The Cooks became involved in a great scientific enterprise quite accidentally around 1885, the year before their marriage. On a ride up the conical buttes not far from the ranch house, a glitter under a rock shelf caught Cook’s eye. They found fragments of bones scattered on the ground. At first they assumed the bones were those of an Indian. But Cook found instead “a beautifully petrified piece of the shaft of some creature’s leg bone.” They carried it back to the house but didn’t report the find until after they bought the ranch. Erwin Barbour of the University of Nebraska was the first to respond to their reports and in 1892 became the first professional geologist to visit the area and do some prospecting.

The Cooks’ discovery thrust them and their ranch into a subtle battle in the American West, a continuing struggle to find the best fossils with which to reconstruct the ancient past. For centuries it had been thought that life on our planet was only a few thousand years old, but by the late 19th century science had evolved beyond that point of view. Now paleontologists and their excavation teams were scouring the West in search of fossils that might provide clues to the beginnings of life.

The two most noted antagonists in this feverish search were Professors Edward D. Cope of Philadelphia and Othniel C. Marsh of Yale University. Cook knew them both, but the discoveries at Agate would wait for the next generation of scientists.

University Hill, left, and Carnegie Hill dominate the Niobrara River Valley. The hills received their names from the paleontological teams that worked them from the University of Nebraska and the Carnegie Museum.
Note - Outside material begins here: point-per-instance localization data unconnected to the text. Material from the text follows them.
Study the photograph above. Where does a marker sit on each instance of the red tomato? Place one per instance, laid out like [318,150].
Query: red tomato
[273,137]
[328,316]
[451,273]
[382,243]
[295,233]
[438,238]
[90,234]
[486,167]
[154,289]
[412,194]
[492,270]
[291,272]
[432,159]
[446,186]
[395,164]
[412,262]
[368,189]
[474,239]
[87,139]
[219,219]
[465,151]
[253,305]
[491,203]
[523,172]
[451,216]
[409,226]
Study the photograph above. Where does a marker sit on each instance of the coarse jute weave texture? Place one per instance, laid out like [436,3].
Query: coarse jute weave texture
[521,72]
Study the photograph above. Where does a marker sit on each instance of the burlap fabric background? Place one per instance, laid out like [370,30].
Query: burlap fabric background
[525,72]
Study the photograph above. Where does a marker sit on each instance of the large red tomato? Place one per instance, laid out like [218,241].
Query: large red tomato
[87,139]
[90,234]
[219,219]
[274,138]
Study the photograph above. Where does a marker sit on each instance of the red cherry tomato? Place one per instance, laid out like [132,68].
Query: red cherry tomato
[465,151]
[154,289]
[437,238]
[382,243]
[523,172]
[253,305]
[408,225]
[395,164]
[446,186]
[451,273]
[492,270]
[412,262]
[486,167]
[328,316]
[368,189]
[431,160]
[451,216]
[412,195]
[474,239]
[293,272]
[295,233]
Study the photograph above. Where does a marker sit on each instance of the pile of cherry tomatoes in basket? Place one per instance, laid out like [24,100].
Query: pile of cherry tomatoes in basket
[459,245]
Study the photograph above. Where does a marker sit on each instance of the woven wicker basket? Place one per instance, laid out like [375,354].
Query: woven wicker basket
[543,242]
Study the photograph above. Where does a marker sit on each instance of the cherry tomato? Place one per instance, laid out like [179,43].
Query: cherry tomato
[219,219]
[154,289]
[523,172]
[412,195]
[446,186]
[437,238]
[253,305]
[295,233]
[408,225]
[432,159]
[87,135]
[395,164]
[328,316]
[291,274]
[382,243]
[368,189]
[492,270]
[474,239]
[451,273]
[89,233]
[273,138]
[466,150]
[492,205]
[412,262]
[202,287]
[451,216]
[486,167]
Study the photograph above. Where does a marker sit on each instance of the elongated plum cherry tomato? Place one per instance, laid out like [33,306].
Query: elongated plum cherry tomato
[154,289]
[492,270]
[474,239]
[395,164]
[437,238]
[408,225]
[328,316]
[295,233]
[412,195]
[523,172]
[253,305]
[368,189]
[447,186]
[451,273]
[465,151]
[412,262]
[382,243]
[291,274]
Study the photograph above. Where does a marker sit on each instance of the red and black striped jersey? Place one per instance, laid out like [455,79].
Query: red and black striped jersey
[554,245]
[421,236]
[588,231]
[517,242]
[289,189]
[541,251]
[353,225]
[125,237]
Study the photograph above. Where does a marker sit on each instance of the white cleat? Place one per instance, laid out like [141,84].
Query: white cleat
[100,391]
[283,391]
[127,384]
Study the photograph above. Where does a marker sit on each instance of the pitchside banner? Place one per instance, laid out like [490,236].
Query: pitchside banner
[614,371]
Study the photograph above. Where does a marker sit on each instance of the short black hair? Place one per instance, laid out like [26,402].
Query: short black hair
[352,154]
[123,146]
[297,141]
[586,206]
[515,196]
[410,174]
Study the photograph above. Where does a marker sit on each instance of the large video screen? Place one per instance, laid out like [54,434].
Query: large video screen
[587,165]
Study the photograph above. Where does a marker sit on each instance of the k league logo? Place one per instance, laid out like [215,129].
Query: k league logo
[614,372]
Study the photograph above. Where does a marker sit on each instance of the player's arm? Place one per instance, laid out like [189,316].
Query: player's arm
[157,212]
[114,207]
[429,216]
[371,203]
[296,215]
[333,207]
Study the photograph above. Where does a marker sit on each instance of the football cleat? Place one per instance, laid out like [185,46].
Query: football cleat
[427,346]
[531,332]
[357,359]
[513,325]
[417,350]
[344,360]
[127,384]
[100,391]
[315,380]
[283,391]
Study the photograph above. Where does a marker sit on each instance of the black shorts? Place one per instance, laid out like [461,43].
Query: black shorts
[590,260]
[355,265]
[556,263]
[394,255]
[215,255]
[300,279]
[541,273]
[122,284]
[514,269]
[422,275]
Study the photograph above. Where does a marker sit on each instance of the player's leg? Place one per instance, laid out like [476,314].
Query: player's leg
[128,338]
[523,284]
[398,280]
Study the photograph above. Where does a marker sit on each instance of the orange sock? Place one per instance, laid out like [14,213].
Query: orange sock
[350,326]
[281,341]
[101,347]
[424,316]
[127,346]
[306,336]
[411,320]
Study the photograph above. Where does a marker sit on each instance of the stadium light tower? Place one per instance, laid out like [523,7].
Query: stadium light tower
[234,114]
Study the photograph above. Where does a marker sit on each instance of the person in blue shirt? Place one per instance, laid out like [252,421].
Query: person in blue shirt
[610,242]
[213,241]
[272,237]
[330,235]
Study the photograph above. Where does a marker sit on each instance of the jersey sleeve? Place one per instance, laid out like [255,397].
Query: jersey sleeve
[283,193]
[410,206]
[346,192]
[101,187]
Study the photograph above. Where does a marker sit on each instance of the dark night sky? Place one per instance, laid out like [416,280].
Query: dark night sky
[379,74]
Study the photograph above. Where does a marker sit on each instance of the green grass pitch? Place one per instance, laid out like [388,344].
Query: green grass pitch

Cook had first met Marsh in 1874. Marsh had just arrived in Oglala Sioux country to hunt fossils, but the Sioux Chief Red Cloud was suspicious. Red Cloud was convinced Marsh and his men were just another party of gold seekers. Cook, an able linguist, was then trailing cattle from Texas to the northern railroads and reservations. He persuaded Red Cloud that Marsh wanted only “stone bones” and averted a potentially disastrous clash. This incident led to a lifelong friendship between Cook and Red Cloud. And for Marsh this proved to be the last of many expeditions as he relied on others to send him specimens from likely fossil sites throughout the West.